Zhang embodies this complexity. He carries the experience of fighting Vietnamese soldiers. He now works to strengthen military ties with their successors. Whether he sees any irony in this—or whether he simply views it as the natural evolution of strategic interests—remains known only to him.
The South China Sea
At the 19th Western Pacific Naval Symposium in Qingdao in April 2024, Zhang called for abandoning "cold war mentality" while promising "firm countermeasures against unreasonable provocations" in the South China Sea.
This captures China's standard approach to the region: denouncing confrontation while insisting on Chinese dominance. The South China Sea contains vital shipping lanes through which trillions of dollars in trade passes annually. China claims most of it based on historical arguments that international tribunals have rejected. The Philippines, Vietnam, Malaysia, and other nations contest these claims, often with U.S. backing.

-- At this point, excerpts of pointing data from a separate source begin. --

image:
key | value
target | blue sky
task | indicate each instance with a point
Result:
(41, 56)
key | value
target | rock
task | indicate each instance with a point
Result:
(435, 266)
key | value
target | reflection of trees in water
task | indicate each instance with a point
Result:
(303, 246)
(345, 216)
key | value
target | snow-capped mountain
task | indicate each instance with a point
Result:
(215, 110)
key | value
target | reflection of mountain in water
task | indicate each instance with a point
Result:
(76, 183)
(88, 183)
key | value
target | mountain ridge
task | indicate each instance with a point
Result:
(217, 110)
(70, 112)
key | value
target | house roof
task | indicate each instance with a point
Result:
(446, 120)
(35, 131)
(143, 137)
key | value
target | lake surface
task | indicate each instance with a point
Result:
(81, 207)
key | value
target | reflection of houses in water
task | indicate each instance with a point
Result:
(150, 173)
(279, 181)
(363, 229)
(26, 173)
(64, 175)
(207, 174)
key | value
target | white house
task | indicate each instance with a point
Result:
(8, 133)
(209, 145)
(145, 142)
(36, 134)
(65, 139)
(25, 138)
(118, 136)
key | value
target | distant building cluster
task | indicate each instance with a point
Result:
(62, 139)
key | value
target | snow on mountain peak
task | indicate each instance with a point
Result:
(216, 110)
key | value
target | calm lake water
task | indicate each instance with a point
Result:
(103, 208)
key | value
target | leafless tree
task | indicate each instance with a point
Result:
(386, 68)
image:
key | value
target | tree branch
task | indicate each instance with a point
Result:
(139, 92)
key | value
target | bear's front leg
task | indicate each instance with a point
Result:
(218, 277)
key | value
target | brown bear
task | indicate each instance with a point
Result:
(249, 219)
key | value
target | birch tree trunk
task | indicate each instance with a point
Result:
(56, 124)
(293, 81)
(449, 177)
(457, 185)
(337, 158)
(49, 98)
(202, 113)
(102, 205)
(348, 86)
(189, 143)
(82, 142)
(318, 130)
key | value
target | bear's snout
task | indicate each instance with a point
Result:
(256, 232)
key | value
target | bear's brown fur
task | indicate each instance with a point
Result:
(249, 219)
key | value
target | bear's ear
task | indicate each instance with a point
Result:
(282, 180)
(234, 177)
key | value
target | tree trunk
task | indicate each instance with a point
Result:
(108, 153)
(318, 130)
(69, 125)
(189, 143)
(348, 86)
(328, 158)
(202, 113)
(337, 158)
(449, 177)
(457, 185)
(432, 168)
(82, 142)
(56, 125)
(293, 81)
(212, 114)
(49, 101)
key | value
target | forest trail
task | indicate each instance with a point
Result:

Naval incidents in these waters occur regularly. Chinese coast guard vessels ram Philippine boats. Military aircraft conduct dangerous intercepts. Each incident risks escalation. Zhang's role is to ensure that if escalation comes, China's navy is ready—and to signal that readiness clearly enough that adversaries might decide escalation isn't worth the cost.
What Zhang Represents
Zhang Youxia matters not because he makes policy—Xi Jinping does that—but because he represents something specific about Chinese military power at this historical moment.
He connects the revolutionary past to the present. His father fought with Mao. He himself fought in China's last real war. This gives him credibility that purely political generals lack.
He has overseen modernization. During his time leading weapons development, China's military capabilities expanded dramatically. The missiles, ships, and aircraft that worry Pentagon planners bear his institutional fingerprints.
He has Xi Jinping's trust. In a system where personal loyalty matters enormously, Zhang has proven himself reliable enough to survive past normal retirement and rise to the highest military rank below Xi himself.
And he has actual war experience. If China ever uses force against Taiwan, against rivals in the South China Sea, or against anyone else, Zhang Youxia will be among those directing it. Unlike most of his colleagues, he knows what that really means.
Whether this makes war more or less likely is impossible to say. Combat veterans sometimes become more cautious, having seen war's true costs. Sometimes they become more confident, believing they understand what others merely theorize about. Zhang has given no public indication of which category he falls into.
What is clear is that when Xi Jinping makes decisions about military force, Zhang Youxia will be in the room, and his voice will carry weight that comes from experience almost no one else in Chinese leadership possesses.